Our nation’s clean air law mandates that the head of EPA give concerned Americans an opportunity to verbally present their views to EPA officials:
“[T]he [EPA] Administrator shall give interested persons an opportunity for the oral presentation of data, views, or arguments, in addition to the opportunity to make written submissions.” (See Clean Air Act Sec. 307(d)(d)(5))
EPA extended the period for submitting written public comment to January 16, 2018.
A group of eight states and five cities have also sent letters demanding hearings in their communities.
Those letters describe the impacts that climate change is already having across America, including:
- “Ordinary rain events now cause flooding in the streets of Norfolk, including large connector streets going underwater, impacting homeowners’ access on a regular basis… . Naval Station Norfolk, the largest navy base in the world, is currently replacing 14 piers due to sea level rise, at a cost of $35-40 million per pier.” – Mark R. Herring, Attorney General of Virginia
- “Climate change impacts in Washington include hotter, drier summers; increased respiratory illness; more devastating wildfire seasons; strained water resources and increased flooding; increasingly acidic coastal waters; and much more.” – Jay Inslee, Governor of Washington
- “Sea level rise from climate change is already exacerbating coastal flooding and erosion from storm events and will eventually inundate low-lying communities, including Boston.” – Maura Healey, Attorney General of Massachusetts (this request was also signed by the entire Massachusetts delegation to the U.S. Congress)

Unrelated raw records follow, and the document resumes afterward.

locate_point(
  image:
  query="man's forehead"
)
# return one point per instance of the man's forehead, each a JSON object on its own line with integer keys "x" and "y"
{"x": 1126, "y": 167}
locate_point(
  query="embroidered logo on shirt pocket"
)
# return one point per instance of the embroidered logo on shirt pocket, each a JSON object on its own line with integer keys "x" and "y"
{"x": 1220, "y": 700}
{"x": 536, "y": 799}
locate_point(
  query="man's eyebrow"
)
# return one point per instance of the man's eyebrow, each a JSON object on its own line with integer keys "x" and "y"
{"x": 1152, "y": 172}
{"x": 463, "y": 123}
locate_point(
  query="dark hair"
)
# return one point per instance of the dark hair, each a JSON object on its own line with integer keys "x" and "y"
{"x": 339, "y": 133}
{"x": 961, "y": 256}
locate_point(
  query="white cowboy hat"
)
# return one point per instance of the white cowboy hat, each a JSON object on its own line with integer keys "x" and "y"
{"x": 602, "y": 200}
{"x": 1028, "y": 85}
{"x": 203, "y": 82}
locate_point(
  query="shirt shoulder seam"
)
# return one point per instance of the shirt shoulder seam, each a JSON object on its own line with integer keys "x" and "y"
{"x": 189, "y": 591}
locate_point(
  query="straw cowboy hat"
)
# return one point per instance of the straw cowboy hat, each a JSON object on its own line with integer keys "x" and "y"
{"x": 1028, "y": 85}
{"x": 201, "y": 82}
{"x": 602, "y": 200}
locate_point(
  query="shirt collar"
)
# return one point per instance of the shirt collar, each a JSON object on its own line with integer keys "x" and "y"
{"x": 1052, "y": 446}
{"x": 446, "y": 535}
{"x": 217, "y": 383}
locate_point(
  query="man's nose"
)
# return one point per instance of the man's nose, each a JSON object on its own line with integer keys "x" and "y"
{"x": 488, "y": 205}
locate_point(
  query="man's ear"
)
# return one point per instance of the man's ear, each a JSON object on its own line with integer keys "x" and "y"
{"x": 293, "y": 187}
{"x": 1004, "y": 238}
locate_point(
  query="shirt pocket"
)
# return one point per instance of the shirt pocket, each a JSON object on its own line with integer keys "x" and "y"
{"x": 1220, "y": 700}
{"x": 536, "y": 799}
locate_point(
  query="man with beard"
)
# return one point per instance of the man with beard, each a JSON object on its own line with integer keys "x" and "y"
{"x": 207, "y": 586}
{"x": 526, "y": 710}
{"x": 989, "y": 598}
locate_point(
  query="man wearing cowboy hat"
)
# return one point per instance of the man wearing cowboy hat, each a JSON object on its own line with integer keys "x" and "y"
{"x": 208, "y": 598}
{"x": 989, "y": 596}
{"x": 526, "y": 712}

- “The approximately twelve inches of sea level rise New York City has experienced since 1900 exacerbated the flooding caused by Hurricane Sandy by about twenty-five square miles, damaging the homes of an additional 80,000 people in New York and New Jersey alone.” – Lemuel M. Srolovic, Bureau Chief, New York State Office of the Attorney General
- “Ongoing threats to the City from the rising water table include slowed drainage during and following rains, increased flood risk, saltwater intrusion into our groundwater and soils, displacement of our drinking water supply, and failure of residential septic systems.” – Philip K. Stoddard, Mayor of South Miami
A diverse array of non-governmental organizations have also asked EPA for hearings that would provide opportunities for those communities most impacted by climate change to speak. Some of the organizations filing requests include Green the Church, the Powershift Network, Alliance of Nurses for Healthy Environments, a coalition of nineteen organizations (including EDF) headed by GreenLatinos, Business Forward, and Hip Hop Caucus.